A música que talvez tenha feito mais barulho naquele período chama-se Uma vida só. O título em si não diz muita coisa, mas basta lembrar do verso “Pare de tomar a pílula”. De novo, Odair incomodou o governo, que promovia uma campanha forçada de controle de natalidade de mulheres de baixa renda. A canção foi imediatamente para o índex, o que não impedia as pessoas de cantá-la. Curiosamente, os versos de Uma vida só começaram a surgir depois de um encontro de Odair José com o maestro Tom Jobim – em um bar, claro. Na volta para casa, a canção nasceu. Em outro encontro com general para discutir a liberação (que não veio), o atrevido artista chegou a perguntar se ele era gay, porque liberava os Secos&Molhados, mas proibia sua música. Cabe anotar que a banda de Ney Matogrosso, João Ricardo e Gerson Conrad, sucesso instantâneo na época que surgiu, também enfrentou problemas em Brasília. A música de Odair José fez sucesso também pela América Latina. Era chamada de La Pilula.

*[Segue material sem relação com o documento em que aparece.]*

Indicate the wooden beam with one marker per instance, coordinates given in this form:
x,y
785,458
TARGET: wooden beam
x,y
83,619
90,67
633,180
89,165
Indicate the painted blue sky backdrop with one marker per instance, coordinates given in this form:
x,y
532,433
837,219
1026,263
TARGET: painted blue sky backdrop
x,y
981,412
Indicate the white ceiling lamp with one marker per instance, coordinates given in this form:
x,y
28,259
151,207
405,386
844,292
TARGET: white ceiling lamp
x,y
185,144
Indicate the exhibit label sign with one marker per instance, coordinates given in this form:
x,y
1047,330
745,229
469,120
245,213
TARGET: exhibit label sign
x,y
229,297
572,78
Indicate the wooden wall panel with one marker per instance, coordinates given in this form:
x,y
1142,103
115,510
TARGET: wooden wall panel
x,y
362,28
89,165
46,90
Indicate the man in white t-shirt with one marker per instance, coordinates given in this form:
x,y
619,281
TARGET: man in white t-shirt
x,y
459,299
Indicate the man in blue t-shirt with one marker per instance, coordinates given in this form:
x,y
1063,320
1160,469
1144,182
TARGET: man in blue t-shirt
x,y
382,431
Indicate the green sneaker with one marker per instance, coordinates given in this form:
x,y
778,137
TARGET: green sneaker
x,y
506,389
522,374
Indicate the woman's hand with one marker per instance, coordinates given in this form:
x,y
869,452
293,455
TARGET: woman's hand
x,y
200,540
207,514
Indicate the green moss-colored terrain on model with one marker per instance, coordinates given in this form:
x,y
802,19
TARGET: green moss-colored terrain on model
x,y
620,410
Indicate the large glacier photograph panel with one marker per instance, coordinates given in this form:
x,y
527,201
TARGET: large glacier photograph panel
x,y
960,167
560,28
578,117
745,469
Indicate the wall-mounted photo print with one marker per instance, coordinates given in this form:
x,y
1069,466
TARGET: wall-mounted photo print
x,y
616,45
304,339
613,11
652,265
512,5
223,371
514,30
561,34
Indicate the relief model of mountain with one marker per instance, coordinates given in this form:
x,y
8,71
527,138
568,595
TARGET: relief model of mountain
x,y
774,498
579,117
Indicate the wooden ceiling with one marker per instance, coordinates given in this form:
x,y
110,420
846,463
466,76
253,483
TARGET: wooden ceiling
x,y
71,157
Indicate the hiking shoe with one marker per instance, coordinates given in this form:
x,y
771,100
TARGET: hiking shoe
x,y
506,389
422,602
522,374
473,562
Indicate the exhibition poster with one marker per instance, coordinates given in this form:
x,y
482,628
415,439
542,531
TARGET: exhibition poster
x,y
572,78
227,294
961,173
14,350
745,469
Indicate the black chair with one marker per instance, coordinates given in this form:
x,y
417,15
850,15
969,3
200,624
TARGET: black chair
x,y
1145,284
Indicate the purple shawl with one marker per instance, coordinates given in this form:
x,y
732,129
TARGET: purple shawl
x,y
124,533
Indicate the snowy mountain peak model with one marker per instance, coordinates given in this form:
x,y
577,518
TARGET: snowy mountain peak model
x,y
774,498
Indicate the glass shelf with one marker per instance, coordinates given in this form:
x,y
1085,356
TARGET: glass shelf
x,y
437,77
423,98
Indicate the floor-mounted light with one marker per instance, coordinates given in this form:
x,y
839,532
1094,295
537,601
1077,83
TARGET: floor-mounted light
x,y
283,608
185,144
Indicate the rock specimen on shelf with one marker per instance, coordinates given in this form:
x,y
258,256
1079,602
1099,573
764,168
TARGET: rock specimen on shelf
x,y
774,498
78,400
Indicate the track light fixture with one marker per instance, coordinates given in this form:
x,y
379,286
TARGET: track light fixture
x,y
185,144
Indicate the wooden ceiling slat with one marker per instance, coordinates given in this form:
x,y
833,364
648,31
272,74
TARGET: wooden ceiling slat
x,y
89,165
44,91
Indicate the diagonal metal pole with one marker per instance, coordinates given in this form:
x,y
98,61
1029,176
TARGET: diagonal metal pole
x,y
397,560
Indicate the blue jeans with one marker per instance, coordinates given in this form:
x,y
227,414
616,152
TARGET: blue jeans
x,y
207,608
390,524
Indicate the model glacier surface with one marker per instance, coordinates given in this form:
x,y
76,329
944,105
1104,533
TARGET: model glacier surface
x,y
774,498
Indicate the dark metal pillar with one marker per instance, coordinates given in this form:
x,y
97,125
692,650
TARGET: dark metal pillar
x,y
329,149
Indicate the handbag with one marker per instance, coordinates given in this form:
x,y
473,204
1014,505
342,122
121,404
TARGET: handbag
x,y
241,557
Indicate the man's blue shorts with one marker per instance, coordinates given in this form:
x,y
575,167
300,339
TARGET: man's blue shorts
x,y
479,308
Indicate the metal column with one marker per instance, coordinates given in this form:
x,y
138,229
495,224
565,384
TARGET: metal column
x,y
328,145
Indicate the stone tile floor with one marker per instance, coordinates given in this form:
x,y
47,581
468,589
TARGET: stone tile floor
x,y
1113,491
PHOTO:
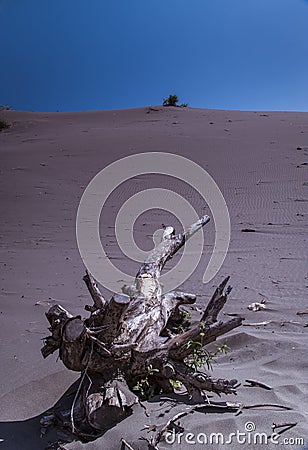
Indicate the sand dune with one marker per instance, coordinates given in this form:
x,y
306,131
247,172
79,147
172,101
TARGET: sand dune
x,y
259,161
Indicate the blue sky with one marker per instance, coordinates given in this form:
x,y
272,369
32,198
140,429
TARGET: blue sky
x,y
71,55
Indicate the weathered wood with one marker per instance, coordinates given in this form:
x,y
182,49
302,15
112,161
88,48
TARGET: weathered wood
x,y
140,336
98,299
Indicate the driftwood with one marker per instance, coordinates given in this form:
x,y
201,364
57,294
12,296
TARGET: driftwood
x,y
141,334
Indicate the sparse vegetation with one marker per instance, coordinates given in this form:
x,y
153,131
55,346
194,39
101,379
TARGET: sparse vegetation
x,y
4,124
144,388
172,100
200,357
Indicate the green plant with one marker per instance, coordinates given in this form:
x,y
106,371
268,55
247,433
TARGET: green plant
x,y
144,388
176,384
200,357
4,124
171,100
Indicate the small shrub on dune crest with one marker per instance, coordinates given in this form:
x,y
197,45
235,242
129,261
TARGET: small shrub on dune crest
x,y
172,100
4,124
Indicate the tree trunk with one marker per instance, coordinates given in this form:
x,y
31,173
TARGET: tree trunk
x,y
141,338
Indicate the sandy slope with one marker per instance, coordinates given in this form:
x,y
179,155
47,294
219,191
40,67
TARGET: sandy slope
x,y
259,161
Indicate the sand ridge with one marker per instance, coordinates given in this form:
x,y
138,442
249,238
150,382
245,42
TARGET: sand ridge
x,y
259,161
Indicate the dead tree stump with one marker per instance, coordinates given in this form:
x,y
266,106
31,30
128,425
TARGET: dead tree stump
x,y
134,336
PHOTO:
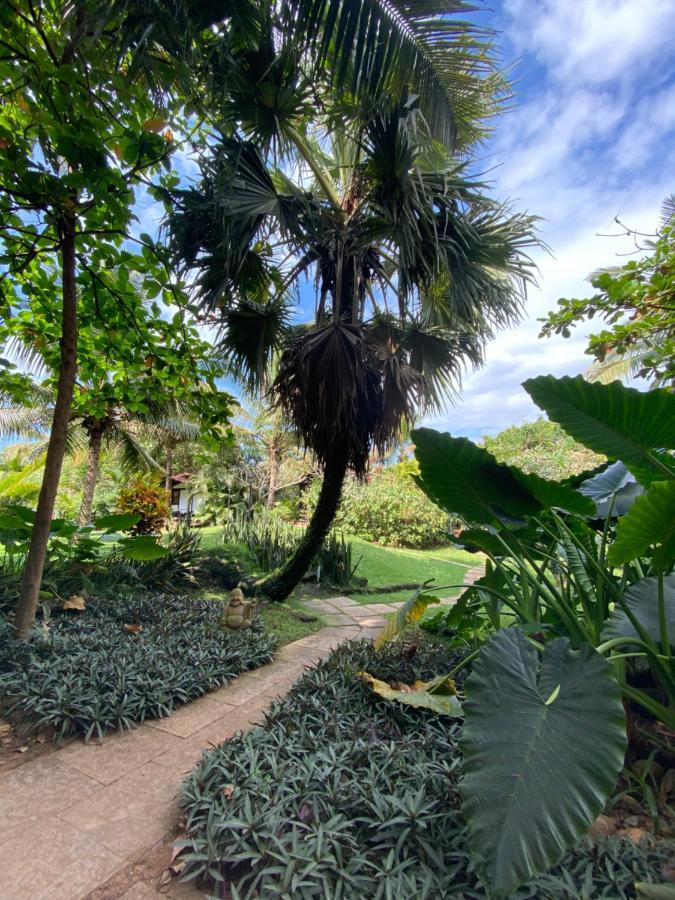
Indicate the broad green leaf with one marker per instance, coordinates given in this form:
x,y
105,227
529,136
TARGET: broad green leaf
x,y
613,490
118,522
650,523
642,598
142,548
411,612
467,480
543,745
439,695
619,422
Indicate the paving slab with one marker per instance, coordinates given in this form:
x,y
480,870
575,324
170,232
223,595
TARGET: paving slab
x,y
53,861
36,790
131,815
118,754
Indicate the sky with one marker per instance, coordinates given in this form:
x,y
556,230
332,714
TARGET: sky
x,y
591,137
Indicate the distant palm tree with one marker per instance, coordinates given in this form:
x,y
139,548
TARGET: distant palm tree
x,y
118,430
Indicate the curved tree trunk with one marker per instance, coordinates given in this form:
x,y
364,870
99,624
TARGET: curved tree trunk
x,y
90,479
56,448
280,584
274,463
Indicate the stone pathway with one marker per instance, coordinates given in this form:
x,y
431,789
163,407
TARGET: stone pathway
x,y
75,823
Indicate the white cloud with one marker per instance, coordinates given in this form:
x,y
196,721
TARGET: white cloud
x,y
592,41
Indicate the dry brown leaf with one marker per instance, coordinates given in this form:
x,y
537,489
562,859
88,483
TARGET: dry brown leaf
x,y
75,602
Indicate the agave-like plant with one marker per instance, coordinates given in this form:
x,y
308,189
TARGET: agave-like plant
x,y
413,266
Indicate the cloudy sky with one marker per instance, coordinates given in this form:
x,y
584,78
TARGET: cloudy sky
x,y
592,137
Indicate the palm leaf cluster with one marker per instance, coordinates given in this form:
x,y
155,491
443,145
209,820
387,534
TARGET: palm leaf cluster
x,y
412,268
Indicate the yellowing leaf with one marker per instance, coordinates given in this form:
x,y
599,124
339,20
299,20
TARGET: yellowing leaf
x,y
439,695
75,602
154,125
411,611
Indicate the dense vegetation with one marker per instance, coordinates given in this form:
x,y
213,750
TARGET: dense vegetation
x,y
120,663
338,795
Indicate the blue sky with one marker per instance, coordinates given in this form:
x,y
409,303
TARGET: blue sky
x,y
591,137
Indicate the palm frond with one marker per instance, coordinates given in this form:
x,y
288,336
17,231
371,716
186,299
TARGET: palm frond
x,y
383,46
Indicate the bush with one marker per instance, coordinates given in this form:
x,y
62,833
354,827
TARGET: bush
x,y
389,509
342,795
148,500
269,543
115,665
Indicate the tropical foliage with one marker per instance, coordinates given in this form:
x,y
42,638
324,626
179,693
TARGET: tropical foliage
x,y
637,301
581,568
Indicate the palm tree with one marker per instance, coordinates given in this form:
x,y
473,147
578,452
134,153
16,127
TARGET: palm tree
x,y
115,429
413,266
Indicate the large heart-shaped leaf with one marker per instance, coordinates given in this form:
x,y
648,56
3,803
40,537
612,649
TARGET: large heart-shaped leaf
x,y
649,524
642,598
619,422
467,480
613,491
543,746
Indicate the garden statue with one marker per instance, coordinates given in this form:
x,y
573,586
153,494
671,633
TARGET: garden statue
x,y
238,613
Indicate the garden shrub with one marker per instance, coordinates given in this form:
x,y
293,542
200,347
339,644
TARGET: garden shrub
x,y
148,500
118,664
389,509
341,795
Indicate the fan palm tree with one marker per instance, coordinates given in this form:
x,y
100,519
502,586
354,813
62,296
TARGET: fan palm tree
x,y
413,266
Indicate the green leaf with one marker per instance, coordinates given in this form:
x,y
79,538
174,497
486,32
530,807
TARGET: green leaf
x,y
537,773
642,598
439,695
619,422
650,522
411,612
142,548
467,480
118,522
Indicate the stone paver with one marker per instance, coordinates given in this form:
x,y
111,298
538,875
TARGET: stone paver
x,y
71,820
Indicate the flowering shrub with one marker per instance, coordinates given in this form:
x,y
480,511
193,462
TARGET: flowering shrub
x,y
149,501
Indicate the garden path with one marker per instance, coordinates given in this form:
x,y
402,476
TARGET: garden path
x,y
93,820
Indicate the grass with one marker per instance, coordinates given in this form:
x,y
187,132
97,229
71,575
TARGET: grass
x,y
392,565
388,565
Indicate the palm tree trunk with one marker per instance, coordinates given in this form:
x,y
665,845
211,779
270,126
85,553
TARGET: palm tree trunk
x,y
35,561
274,463
95,441
280,584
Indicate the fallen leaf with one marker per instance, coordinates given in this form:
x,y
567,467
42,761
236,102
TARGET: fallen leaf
x,y
602,827
75,602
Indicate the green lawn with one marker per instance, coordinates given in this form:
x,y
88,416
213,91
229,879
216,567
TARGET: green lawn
x,y
389,565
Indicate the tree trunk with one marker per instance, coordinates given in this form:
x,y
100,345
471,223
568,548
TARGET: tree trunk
x,y
90,479
280,584
35,561
274,463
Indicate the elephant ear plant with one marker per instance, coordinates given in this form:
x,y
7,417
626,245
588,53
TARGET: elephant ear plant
x,y
579,586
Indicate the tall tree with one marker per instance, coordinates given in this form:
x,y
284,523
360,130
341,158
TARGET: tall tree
x,y
77,135
414,266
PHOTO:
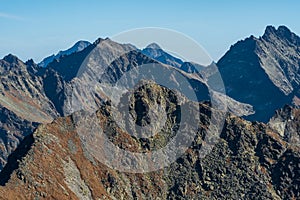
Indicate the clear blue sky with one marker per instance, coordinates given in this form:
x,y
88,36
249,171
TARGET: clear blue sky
x,y
38,28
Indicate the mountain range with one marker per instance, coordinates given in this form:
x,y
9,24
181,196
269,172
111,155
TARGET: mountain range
x,y
259,157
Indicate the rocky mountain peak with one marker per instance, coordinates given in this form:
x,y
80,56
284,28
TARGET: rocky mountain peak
x,y
281,33
12,59
153,46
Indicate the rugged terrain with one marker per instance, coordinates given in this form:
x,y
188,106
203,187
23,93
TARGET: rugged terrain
x,y
250,161
264,71
46,149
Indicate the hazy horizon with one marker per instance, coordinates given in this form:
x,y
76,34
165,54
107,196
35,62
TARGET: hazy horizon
x,y
37,29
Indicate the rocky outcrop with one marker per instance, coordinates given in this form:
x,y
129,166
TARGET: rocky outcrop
x,y
250,160
77,47
263,72
23,103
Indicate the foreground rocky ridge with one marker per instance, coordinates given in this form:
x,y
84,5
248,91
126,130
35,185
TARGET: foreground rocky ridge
x,y
250,160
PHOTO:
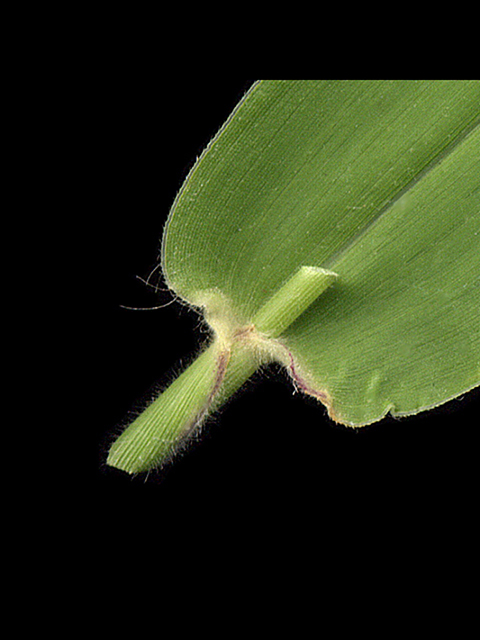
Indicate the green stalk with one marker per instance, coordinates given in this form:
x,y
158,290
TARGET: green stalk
x,y
213,377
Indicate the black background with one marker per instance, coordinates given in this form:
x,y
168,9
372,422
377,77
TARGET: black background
x,y
270,461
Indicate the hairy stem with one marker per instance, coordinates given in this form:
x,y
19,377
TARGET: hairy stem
x,y
214,376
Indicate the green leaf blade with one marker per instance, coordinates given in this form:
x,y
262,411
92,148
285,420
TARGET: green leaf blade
x,y
313,173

Poucos anos depois, de forma sutil, ele fez referência a um dos mais rumorosos crimes da história do Rio de Janeiro: a morte da jovem Cláudia Lessin Rodrigues, em 1977, após uma noite na casa de um figurão. A música chama-se O crime de Barra, bairro que não foi onde o corpo da moça foi encontrado. Outra canção fala sobre drogas, com o sugestivo nome de Viagem. A ousadia prosseguiu e se ampliou com o álbum conceitual O filho de José e Maria. Além do fracasso comercial, o compositor enfrentou a ira da Igreja. Surgiram boatos até de excomunhão. Ele passou anos sem cantar as faixas do disco. No show mais recente, algumas estavam lá, assim como outras que fizeram a fama de um dos mais surpreendentes artistas brasileiros. Sempre de olho no mundo ao redor.